Carried out according to the age-old rule book of the Neapolitan tailoring profession—which requires, among other things, sourcing the best raw materials in the world—the summit of the company’s menswear is its jacket design.
“We consider the jacket to be the core of our collection,” Paone said. “It is the starting point that determines a specific style, to which we add our shirt, tie, and trousers. The roots of the company have little to do with marketing— more with a streak of virtuoso creativity and a…slightly irrational instinct.”
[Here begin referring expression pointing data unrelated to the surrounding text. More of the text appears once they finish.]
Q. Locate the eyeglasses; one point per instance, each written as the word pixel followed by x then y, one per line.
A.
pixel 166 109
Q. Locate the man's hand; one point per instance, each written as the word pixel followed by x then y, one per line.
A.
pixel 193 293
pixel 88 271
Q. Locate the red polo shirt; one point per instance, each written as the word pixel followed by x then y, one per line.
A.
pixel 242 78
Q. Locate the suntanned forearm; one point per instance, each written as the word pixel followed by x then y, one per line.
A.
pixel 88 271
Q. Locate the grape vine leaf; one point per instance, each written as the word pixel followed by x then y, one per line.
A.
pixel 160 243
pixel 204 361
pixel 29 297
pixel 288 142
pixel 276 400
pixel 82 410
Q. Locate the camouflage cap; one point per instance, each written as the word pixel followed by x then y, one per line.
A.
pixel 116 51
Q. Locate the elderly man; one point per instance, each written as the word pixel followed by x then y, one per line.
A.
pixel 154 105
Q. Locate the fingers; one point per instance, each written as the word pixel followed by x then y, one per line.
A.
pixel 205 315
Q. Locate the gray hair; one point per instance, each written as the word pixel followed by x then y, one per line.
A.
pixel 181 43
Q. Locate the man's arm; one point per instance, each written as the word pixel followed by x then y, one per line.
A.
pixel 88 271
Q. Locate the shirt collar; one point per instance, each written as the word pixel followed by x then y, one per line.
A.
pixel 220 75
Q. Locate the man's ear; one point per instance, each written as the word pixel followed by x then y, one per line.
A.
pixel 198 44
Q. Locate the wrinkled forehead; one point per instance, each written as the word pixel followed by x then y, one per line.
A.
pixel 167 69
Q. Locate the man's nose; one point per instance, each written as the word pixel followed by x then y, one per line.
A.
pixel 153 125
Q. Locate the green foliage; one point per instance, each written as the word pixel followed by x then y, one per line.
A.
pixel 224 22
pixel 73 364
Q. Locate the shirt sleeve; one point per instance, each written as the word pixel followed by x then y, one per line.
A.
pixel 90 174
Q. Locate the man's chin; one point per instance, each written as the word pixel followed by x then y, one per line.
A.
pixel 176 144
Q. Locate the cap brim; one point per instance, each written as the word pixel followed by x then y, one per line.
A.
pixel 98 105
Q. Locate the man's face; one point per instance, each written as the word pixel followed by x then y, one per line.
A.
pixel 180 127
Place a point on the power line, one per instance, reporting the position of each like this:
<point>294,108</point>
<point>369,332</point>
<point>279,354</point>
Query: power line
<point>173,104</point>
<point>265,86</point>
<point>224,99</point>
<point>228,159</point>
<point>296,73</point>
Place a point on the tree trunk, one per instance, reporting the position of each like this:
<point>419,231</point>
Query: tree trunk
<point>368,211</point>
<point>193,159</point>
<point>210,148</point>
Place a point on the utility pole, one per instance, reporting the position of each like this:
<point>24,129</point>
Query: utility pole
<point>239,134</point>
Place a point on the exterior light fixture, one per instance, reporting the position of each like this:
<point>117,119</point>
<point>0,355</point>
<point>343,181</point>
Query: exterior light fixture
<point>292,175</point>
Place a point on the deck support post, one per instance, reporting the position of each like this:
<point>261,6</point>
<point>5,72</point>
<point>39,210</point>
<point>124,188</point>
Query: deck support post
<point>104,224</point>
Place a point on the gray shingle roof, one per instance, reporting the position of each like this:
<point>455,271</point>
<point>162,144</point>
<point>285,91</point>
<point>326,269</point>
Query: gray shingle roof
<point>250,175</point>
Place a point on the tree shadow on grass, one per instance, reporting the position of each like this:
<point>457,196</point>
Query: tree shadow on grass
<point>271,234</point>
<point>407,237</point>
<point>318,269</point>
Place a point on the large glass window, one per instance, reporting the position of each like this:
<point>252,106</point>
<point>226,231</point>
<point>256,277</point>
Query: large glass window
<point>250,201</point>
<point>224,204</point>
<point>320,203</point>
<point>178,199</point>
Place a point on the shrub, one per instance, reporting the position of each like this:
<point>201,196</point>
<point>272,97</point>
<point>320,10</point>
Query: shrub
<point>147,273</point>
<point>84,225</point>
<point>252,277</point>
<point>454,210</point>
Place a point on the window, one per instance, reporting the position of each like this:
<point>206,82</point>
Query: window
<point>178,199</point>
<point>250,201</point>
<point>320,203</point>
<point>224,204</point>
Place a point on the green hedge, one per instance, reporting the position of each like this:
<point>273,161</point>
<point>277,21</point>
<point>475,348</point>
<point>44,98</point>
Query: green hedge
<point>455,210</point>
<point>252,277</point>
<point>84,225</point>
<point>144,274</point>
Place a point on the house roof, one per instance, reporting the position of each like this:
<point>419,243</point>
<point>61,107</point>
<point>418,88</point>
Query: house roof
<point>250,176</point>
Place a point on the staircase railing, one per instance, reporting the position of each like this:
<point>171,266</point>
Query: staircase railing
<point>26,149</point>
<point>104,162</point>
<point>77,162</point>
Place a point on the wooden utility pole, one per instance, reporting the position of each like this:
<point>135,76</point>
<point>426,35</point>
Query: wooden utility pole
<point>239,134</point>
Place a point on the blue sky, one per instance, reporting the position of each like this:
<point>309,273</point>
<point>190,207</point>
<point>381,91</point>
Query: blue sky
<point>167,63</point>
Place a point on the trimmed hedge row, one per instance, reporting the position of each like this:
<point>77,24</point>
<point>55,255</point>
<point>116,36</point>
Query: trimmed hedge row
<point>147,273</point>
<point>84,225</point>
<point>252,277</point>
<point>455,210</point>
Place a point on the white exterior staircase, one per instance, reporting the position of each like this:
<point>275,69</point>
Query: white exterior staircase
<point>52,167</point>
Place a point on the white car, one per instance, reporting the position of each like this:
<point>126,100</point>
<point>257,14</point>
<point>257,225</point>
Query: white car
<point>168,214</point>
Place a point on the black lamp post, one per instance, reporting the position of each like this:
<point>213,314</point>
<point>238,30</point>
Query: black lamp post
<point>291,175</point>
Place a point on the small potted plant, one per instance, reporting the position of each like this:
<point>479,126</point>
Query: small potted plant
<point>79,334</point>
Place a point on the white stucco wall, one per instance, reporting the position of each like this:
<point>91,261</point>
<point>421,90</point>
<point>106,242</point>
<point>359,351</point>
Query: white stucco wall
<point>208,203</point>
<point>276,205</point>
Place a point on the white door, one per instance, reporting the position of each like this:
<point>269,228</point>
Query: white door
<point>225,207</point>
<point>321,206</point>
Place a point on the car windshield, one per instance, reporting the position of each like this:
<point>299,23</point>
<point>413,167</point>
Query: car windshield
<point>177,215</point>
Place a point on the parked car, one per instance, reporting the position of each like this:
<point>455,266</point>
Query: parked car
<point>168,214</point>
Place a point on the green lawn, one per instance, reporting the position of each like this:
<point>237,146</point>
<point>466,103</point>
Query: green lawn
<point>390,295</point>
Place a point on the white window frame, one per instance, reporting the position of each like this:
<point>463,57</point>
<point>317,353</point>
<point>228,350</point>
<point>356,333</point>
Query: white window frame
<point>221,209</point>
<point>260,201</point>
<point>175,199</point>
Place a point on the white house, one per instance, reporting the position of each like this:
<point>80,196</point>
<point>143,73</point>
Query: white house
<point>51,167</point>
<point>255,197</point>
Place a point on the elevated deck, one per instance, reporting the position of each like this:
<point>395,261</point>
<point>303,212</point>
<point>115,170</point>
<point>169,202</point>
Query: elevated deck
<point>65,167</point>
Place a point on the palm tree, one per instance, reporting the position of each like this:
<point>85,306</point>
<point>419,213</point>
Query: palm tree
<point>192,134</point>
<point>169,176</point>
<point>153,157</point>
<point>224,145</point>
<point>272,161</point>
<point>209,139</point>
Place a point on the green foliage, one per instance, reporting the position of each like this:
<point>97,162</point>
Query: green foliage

From cutting and basting to the art of lining, then on to shoulder, neckline, and sleeve construction, and finally to the sewing of armholes, buttonholes and hems, pressing, attaching buttons, and final quality control, every jacket is constructed using 33,000 stitches by 25 different craftspeople. A special detail is the pocket. This, too, is entirely handmade—buttery soft, and with a unique shape. The Windowpane Three-Button Jacket, seen here in a cashmere/wool/linen/silk blend, is quarter-lined, with a lightly padded natural shoulder, double vent, notch lapel, and basted sleeves, along with chest welt pocket and waist patch pockets. ($7,495, here with a Kiton blue medallion tie, $295). It’s paired with Navy Trousers from Zanella ($350).
An ideal accompaniment is just about any shirt from Eton, but the Blue Pencil Stripe ($235) is simply perfect with the Kiton. From the day its factory opened in Gånghester, Sweden in 1928, Eton has crafted men’s shirts, all by hand. “Being a product specialist means that we can monitor every stage in the process,” a company statement read. “And all our material and other suppliers are required to sign our code of conduct and code of ethics, which regulates working conditions, among other factors.”